It should be noted that regardless of the last three factors, a badly written program can bring a machine to its knees.

 

Two further comments:

- SAS is generally I/O-heavy. Transaction systems typically process one row at a time. Data management and data analysis systems such as SAS typically process whole tables. Slow disks are usually the second thing to look at.

- The first thing to look at is the log. See which steps take the longest. Note that programs that run for a long time also slow down all the other processes on the server, so it's a vicious circle. From my experience, long-duration steps are generally due to sorting (which may not always be done optimally, or may not even be necessary) and badly formed SQL queries. Another common source of waste is many baby steps copying the data over and over to perform what could be done in one single step. Also look at the real and CPU times. to see if the CPU is the bottleneck.

NKormanik
Barite | Level 11

A further way of asking would be (not to flog a dead horse)...

 

What are the total lengths of time you are familiar with to run some SAS code set?

 

Doing what, for instance?  Which procs?

 

(And, what the heck, let's assume current hardware:  32 gigs RAM, SSD, etc.)

 

Chime in here.

 

ChrisNZ
Tourmaline | Level 20

> What are the total lengths of time you are familiar with to run some SAS code set?

There are no rules. We have jobs that last seconds, and jobs that last hours.

It depends on what the jobs do.

Our hardware is much faster than SSDs thankfully, but supports many concurrent jobs.

 

Kurt_Bremser
Super User

The longest running job we ever had in batch was the import of one of the largest DBMS tables (metadata for documents scanned into the archive system).

Just copying the unload file from the DB server to the SAS server took about 6 hours.
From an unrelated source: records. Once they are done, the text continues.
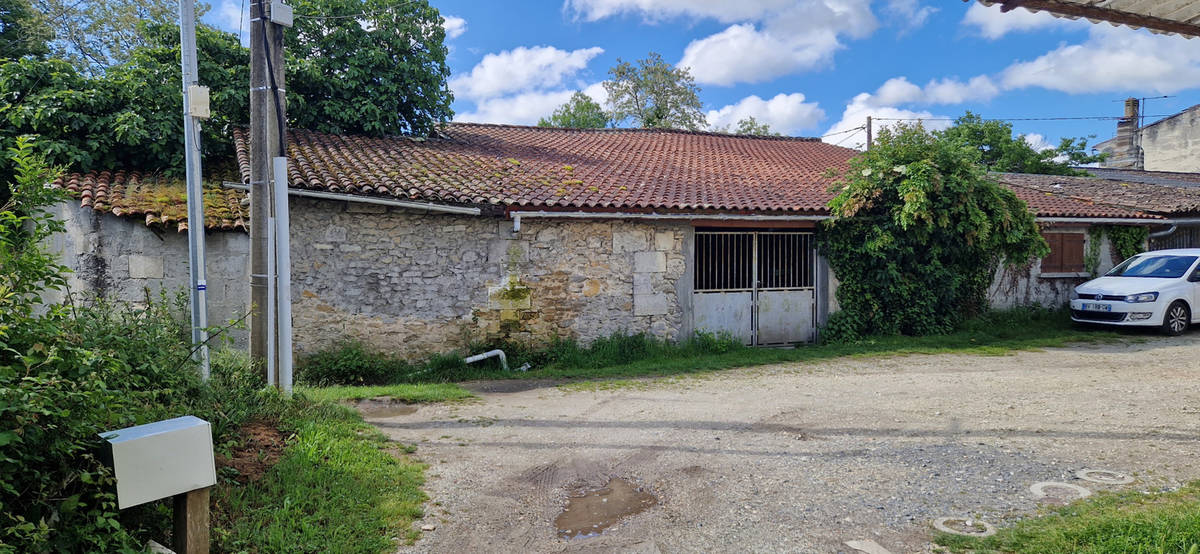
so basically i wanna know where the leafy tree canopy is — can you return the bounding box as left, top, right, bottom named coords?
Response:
left=819, top=123, right=1048, bottom=342
left=32, top=0, right=190, bottom=74
left=938, top=112, right=1104, bottom=176
left=604, top=52, right=706, bottom=131
left=0, top=0, right=51, bottom=59
left=714, top=116, right=780, bottom=136
left=286, top=0, right=453, bottom=137
left=538, top=91, right=609, bottom=129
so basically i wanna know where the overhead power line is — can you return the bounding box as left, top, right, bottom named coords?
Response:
left=872, top=115, right=1181, bottom=123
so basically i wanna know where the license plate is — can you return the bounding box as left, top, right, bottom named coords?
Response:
left=1081, top=302, right=1111, bottom=312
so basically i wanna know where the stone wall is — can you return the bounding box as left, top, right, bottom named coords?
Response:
left=1141, top=105, right=1200, bottom=172
left=986, top=227, right=1119, bottom=309
left=286, top=199, right=691, bottom=358
left=45, top=202, right=251, bottom=345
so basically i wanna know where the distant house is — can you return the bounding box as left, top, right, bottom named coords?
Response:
left=1094, top=98, right=1200, bottom=173
left=47, top=124, right=1169, bottom=356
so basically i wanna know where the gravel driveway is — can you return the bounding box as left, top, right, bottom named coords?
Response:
left=371, top=335, right=1200, bottom=553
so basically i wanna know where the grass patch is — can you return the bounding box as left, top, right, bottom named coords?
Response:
left=297, top=308, right=1125, bottom=386
left=298, top=383, right=474, bottom=404
left=935, top=482, right=1200, bottom=554
left=213, top=400, right=427, bottom=552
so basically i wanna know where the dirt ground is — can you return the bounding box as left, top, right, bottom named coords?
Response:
left=371, top=335, right=1200, bottom=553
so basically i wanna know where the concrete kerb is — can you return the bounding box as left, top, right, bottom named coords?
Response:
left=1076, top=469, right=1135, bottom=485
left=931, top=517, right=997, bottom=537
left=1030, top=481, right=1093, bottom=500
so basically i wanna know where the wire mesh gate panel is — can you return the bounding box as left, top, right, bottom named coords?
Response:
left=693, top=231, right=817, bottom=345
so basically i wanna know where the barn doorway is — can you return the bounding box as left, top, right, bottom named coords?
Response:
left=692, top=230, right=818, bottom=345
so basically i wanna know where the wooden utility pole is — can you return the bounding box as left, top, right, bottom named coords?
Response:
left=249, top=0, right=286, bottom=378
left=865, top=116, right=873, bottom=151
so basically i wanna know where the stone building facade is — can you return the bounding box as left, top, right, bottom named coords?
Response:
left=1096, top=100, right=1200, bottom=172
left=46, top=201, right=251, bottom=345
left=46, top=197, right=694, bottom=359
left=286, top=198, right=690, bottom=358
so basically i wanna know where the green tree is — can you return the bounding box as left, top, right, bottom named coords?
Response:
left=819, top=123, right=1048, bottom=341
left=31, top=0, right=190, bottom=73
left=939, top=112, right=1104, bottom=176
left=714, top=116, right=780, bottom=136
left=0, top=0, right=51, bottom=59
left=286, top=0, right=453, bottom=137
left=0, top=21, right=246, bottom=204
left=604, top=52, right=706, bottom=131
left=538, top=91, right=609, bottom=128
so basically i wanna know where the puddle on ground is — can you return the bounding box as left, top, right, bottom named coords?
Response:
left=352, top=397, right=418, bottom=418
left=554, top=478, right=658, bottom=540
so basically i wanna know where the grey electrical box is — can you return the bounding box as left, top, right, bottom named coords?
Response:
left=100, top=416, right=216, bottom=510
left=187, top=85, right=210, bottom=119
left=270, top=0, right=294, bottom=27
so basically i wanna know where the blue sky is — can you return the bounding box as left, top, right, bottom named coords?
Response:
left=203, top=0, right=1200, bottom=151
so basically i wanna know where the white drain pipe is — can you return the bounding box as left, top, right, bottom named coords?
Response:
left=464, top=349, right=509, bottom=371
left=462, top=350, right=531, bottom=372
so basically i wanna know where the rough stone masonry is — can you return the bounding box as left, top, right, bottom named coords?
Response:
left=48, top=198, right=693, bottom=359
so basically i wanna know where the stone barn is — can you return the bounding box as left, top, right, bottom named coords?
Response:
left=47, top=124, right=1169, bottom=358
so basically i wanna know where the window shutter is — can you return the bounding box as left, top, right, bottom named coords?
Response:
left=1041, top=233, right=1063, bottom=273
left=1062, top=234, right=1085, bottom=273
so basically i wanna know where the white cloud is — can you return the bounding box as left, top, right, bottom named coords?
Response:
left=1001, top=26, right=1200, bottom=94
left=962, top=2, right=1082, bottom=39
left=455, top=83, right=607, bottom=125
left=564, top=0, right=795, bottom=23
left=1023, top=133, right=1054, bottom=152
left=449, top=46, right=604, bottom=101
left=859, top=76, right=1000, bottom=107
left=883, top=0, right=936, bottom=32
left=821, top=75, right=997, bottom=150
left=706, top=93, right=825, bottom=135
left=679, top=24, right=846, bottom=85
left=568, top=0, right=876, bottom=86
left=442, top=15, right=467, bottom=39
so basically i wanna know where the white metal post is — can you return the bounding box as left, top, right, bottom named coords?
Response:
left=266, top=216, right=276, bottom=387
left=272, top=157, right=294, bottom=395
left=179, top=0, right=210, bottom=379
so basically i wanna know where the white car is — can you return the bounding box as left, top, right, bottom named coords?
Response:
left=1070, top=248, right=1200, bottom=336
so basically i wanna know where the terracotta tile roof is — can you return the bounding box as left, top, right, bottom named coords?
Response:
left=1075, top=167, right=1200, bottom=188
left=997, top=172, right=1200, bottom=216
left=52, top=170, right=248, bottom=232
left=1005, top=183, right=1159, bottom=220
left=231, top=123, right=858, bottom=214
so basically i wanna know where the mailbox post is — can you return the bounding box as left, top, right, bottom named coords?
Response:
left=101, top=416, right=216, bottom=553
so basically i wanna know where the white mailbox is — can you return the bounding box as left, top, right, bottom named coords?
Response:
left=101, top=416, right=217, bottom=510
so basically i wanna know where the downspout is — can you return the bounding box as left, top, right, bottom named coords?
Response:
left=1149, top=224, right=1178, bottom=239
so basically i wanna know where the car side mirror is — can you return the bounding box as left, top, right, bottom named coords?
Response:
left=1190, top=271, right=1200, bottom=283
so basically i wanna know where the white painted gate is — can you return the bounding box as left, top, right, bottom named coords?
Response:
left=692, top=231, right=817, bottom=345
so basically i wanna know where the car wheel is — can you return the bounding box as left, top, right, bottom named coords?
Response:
left=1162, top=301, right=1190, bottom=336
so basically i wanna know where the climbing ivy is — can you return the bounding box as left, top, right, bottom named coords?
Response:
left=818, top=123, right=1049, bottom=343
left=1084, top=225, right=1150, bottom=276
left=1085, top=226, right=1105, bottom=277
left=1107, top=225, right=1149, bottom=262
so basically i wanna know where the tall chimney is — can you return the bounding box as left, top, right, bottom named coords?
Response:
left=1110, top=97, right=1143, bottom=169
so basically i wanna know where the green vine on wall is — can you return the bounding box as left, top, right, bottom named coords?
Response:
left=1108, top=225, right=1149, bottom=262
left=1085, top=227, right=1104, bottom=277
left=1084, top=225, right=1150, bottom=276
left=818, top=124, right=1048, bottom=343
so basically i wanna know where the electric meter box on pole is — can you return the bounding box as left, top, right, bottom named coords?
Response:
left=99, top=416, right=217, bottom=510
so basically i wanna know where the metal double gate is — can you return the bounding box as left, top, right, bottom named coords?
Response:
left=693, top=231, right=817, bottom=345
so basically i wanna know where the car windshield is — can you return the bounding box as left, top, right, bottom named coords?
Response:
left=1105, top=255, right=1198, bottom=278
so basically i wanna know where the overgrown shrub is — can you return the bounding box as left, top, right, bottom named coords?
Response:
left=0, top=139, right=271, bottom=551
left=819, top=123, right=1048, bottom=341
left=297, top=340, right=417, bottom=386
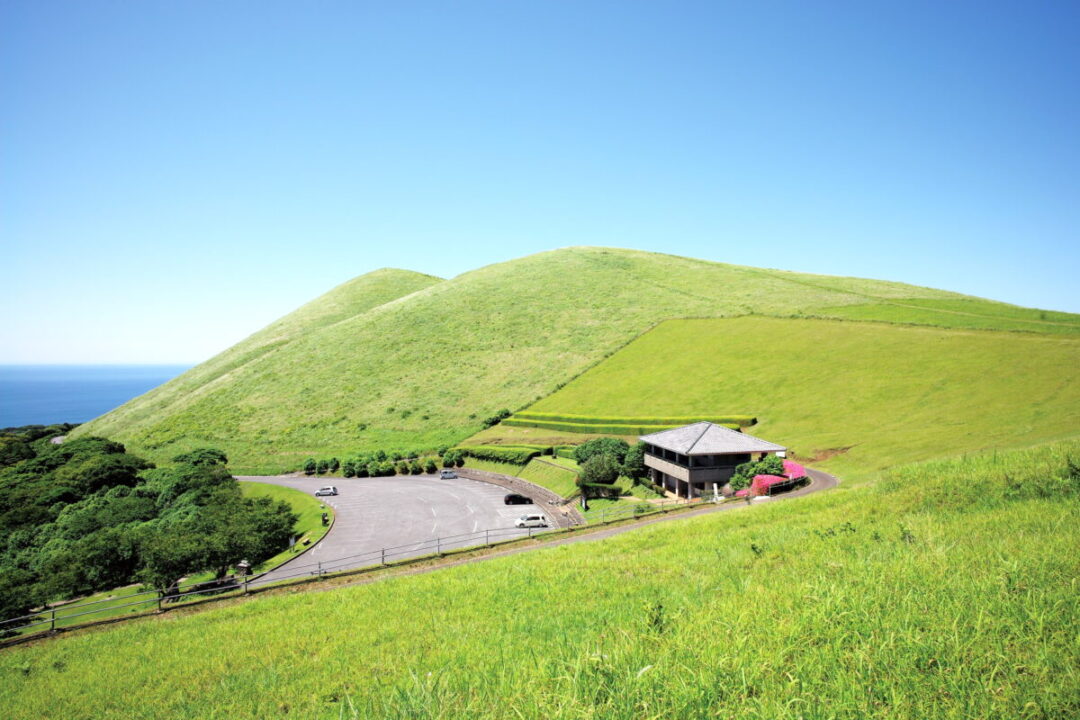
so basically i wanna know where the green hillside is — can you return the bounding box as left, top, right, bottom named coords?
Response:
left=3, top=440, right=1077, bottom=719
left=485, top=317, right=1080, bottom=481
left=72, top=248, right=1080, bottom=472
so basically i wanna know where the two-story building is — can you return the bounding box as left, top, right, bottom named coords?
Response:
left=641, top=421, right=786, bottom=499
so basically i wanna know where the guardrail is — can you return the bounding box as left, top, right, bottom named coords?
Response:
left=0, top=497, right=712, bottom=646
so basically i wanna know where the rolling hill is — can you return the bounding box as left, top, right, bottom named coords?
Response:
left=72, top=247, right=1080, bottom=472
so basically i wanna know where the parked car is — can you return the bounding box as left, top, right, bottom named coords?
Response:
left=515, top=513, right=548, bottom=528
left=504, top=493, right=533, bottom=505
left=314, top=486, right=338, bottom=497
left=439, top=469, right=458, bottom=479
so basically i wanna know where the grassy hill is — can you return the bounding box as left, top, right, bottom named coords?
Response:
left=471, top=317, right=1080, bottom=482
left=71, top=248, right=1080, bottom=473
left=2, top=440, right=1077, bottom=719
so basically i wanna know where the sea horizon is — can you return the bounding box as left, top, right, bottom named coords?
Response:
left=0, top=364, right=192, bottom=428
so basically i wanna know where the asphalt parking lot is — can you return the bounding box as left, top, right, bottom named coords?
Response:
left=236, top=474, right=544, bottom=585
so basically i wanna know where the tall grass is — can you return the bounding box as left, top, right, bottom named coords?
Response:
left=2, top=441, right=1076, bottom=719
left=71, top=247, right=1078, bottom=472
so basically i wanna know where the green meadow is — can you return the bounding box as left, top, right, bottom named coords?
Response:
left=2, top=441, right=1076, bottom=719
left=71, top=247, right=1079, bottom=472
left=517, top=316, right=1080, bottom=482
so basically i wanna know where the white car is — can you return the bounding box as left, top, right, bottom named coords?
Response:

Although the job consisted of just three steps (data step to run the sftp via filename pipe, data step to read the transport file, proc sort for the main key), it would routinely take half a day when running during daytime, and about 9 hours in the night.

 

The probably longest-running step I ever encountered in a user program was a data step that implemented fuzzy logic to align the different ways car manufacturer and model names had been entered into the data (before the advent of a stricter frontend that provided drop-down select lists derived from Eurotax).

That step did a very complicated "edit distance" by using the POINT= option. Replacing this with a hash object speeded it up a little, but the number of iterations within each source observation was still considerable, and it would run for hours on just about half a million obs, with considerable CPU load.

 

My second example was part of the preparation of the data for running regressions to determine factors that influence the probability of claims in car insurance; it resulted in our first rate that was scientifically calculated and used sex, age, profession, location, manufacturer (in addition to the "standard" factor engine power) as calculation factors. Without SAS, such a calculation would have been impossible.